"It really doesn't matter who I'm facing in this league, when you're at this level everybody can hit." Jason Bulger says this with almost no emotion. There isn't a cocky attitude, there isn't fear, it is a matter of fact, bottom line observation. Make your pitches, or you will pay.
It has been pretty rare that Bulger has not made his pitches. In 49 innings pitched in 2004 Bulger posted a 3.26 ERA splitting time almost equally between (Hi A) Lancaster and (AA) El Paso, while notching 19 saves. As another one of the young arms in the Diamondback's system being groomed as a closer, Bulger knows when he's coming in, and he's comfortable in the 9th.
"Second inning, ninth inning, it really is the same to me. You have to get outs. I got to make a couple starts, I've pitched as a set up guy and I've closed. I guess I'm most comfortable closing because that's what I did in college, but I think pitching in all those different situations is really beneficial."

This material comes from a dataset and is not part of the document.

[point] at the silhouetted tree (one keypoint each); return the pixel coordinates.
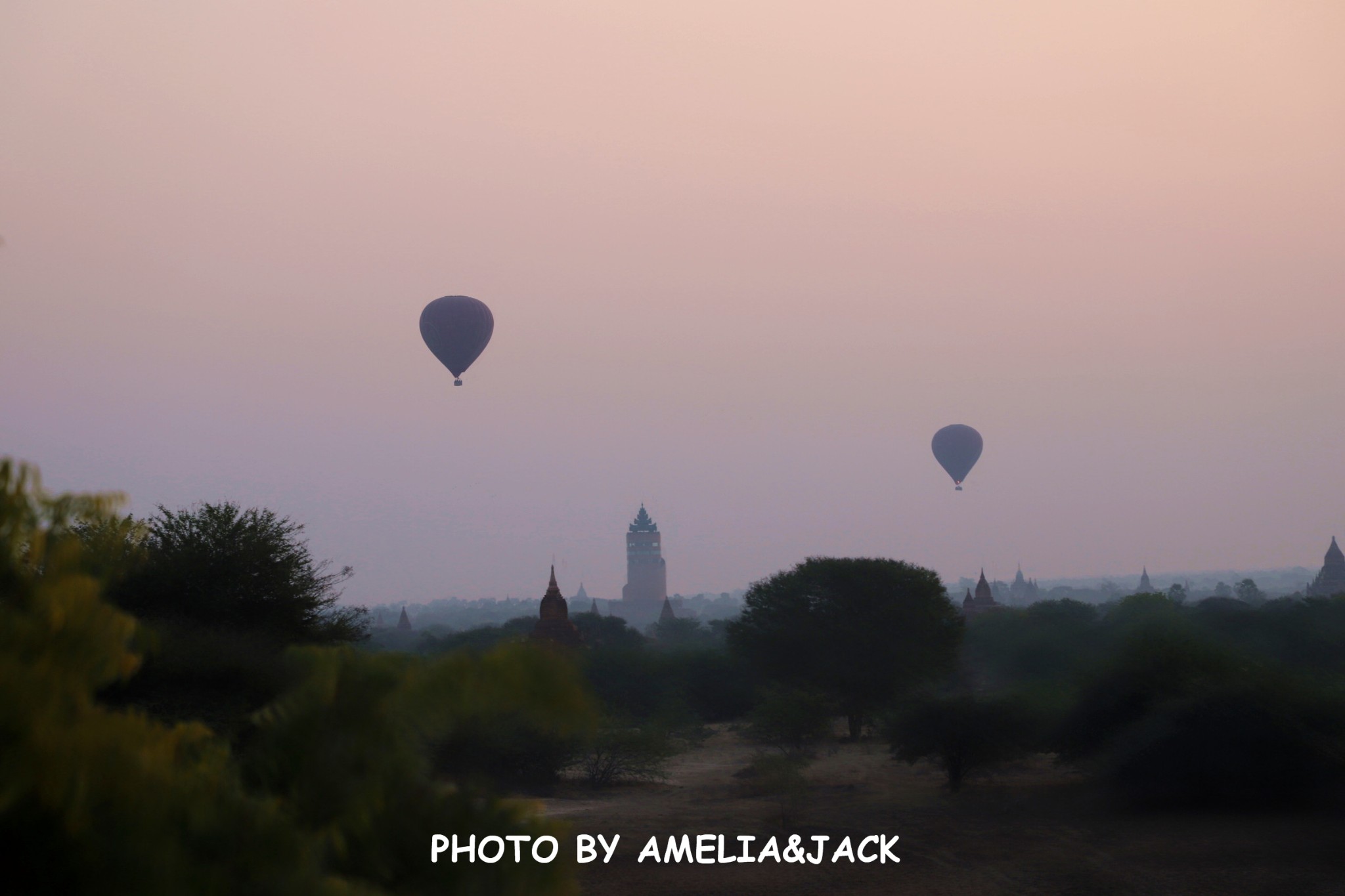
(1248, 593)
(246, 570)
(860, 630)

Calm, cool and collected. Those are the words most often used to describe Bulger by teammates and coaches. Opposing hitters tend to use a different set of adjectives, many we can't print here, one we can is 'nasty.'
Aware could be another. Bulger knows an invitation to the Arizona Fall League means he's caught the attention of the Diamondbacks, and he knows an invitation to Spring Training is the next step. "I'm looking forward to it," Bulger says of a potential invite in late February. "That's the ultimate test, and it is what I'm working toward."
The invite is almost assured. With so many young arms in the D'Backs bullpen, Bulger is sure to know more than a couple of guys he's working out with. "You see the organization put the trust in these young guys and it really is a testament to the Diamondbacks, and to us." It appears though that Greg Aquino has nailed down the closers spot, and at just 21, Aquino may be there awhile. "That's why I'm happy I've gotten the experience pitching in so many different situations. It just means I can handle any situation they put me in."

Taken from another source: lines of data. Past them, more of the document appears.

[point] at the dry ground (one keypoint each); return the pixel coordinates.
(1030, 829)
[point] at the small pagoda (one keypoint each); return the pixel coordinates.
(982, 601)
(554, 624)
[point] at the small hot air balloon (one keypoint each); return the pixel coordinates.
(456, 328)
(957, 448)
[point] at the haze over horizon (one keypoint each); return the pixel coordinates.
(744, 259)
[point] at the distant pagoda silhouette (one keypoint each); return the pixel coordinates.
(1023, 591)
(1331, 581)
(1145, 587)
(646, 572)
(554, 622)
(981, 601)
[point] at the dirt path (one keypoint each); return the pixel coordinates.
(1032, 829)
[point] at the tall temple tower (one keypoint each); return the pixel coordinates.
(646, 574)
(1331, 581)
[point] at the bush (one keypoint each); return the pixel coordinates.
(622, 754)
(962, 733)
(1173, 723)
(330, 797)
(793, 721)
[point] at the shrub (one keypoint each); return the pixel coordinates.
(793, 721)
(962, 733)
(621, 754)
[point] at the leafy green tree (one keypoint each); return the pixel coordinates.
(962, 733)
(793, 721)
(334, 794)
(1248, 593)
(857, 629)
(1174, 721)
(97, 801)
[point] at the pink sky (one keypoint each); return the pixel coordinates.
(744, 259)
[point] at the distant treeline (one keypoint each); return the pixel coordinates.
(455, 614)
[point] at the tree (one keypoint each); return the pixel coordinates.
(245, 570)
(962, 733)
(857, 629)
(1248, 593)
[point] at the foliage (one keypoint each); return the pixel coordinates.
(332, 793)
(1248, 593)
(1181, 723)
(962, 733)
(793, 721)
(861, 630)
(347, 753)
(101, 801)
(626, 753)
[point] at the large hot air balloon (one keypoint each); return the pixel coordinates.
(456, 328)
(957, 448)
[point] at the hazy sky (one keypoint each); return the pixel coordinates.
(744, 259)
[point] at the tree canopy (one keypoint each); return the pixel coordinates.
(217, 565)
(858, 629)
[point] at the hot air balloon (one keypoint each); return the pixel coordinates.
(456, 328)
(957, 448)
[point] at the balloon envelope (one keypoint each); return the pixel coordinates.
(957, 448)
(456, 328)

For Bulger the real work is now. "I've got to keep working, and I do. The off season is where guys like me can really improve. The coaches down here are always ready to help me, and I take advantage of that. I worked hard all year, I'm working hard down here, and I'll work hard when the Fall League is done in the off season. That's the best way for me to get to the Majors, is just to keep working."